I told you. Fanclub.
"California v. Michael Jackson is a criminal trial, but if you sit on a metal folding chair in an oversize trailer behind the county courthouse watching it on a 35-inch RCA closed-circuit television set (as most of the press does, partly so they can make smart-alecky comments during the proceedings) for a stretch of several days, you also begin to see it as an epic fable: How the values of a 20th-century celebriculture came home to roost in the 21st.

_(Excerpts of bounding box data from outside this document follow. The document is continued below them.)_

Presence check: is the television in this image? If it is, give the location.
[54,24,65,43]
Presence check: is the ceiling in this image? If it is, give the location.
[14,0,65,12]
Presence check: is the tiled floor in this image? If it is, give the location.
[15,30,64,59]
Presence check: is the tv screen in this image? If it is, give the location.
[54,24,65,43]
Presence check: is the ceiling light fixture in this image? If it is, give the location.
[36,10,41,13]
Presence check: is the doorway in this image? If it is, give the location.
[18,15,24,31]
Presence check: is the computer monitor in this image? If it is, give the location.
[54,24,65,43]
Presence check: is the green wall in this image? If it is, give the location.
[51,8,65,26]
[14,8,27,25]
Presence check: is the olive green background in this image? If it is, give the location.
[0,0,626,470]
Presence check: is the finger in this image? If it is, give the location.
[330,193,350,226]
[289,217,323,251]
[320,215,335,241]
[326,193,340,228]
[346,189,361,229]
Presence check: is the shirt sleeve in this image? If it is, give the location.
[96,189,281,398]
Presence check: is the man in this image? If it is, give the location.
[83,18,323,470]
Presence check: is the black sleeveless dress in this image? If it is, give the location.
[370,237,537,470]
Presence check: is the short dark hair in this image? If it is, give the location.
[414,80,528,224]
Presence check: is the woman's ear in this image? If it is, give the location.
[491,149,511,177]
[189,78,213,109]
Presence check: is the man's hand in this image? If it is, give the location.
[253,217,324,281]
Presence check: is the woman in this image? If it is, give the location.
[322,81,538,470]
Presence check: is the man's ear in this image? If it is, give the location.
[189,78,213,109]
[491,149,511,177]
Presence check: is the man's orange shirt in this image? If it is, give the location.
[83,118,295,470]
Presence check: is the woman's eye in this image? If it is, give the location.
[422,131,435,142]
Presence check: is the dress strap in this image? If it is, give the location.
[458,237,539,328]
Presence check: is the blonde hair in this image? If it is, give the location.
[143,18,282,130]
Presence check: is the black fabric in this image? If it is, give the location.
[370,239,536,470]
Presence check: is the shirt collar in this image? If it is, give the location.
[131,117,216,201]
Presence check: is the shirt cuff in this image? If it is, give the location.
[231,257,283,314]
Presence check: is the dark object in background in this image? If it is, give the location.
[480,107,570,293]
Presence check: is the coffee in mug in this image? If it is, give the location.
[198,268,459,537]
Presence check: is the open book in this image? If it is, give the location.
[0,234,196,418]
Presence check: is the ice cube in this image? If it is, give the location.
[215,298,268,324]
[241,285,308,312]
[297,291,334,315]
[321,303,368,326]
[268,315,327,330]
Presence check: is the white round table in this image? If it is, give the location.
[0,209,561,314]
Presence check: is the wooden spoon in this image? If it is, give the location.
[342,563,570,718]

It's about a boy who was famous as a child, perhaps too famous, who has said he suffered some sort of psychological wound from it, forced by his domineering stage father to perform, even at the times he wished only to play. He parlayed his shyness and excessive talent into a global sensation. Rich beyond imagination, he set about making up for a lost childhood and redesigned his body as well."
The rest.
And, well, Good Lord, I just can't get enough:
"Next slide, please.
(Chuh-click-click.)
Grandma and Grandpa. They're both dead, now. And we had to decide whether to throw all their slides and carousels away, and so we opened the boxes and took the slides out one by one and held them up to the window to see what was on them, and here came the awful truth about slides . . .
Um, next slide, please.
Just hit the -- yes. There you go.
(Chuh-click-click.)
Here came the awful truth about slides: Too many mountains, too many trees, too many prairie dogs and never enough of your grandmother wearing cat-eye sunglasses, giving your grandfather that look she gave him when she thought he was being a precious fool. Too many hot-air balloons or Alaskan glaciers; not enough glum, pimply teenagers trying to look away from the camera. The lack of intimacy is what strikes you. The camera was always pointed at the most colorful thing, the most Kodachrome thing, the thing possessing what we all agree is natural beauty, but it was usually the wrong thing. Here is the turkey we ate in 1978, but why didn't anybody think to take a shot of whoever took out the trash that night?
You'd give back all those sunset slides for just one slide of your father at age 31.
But there isn't one, because he was the one looking through the lens, so it's sunset, sunset, sunset, sunset."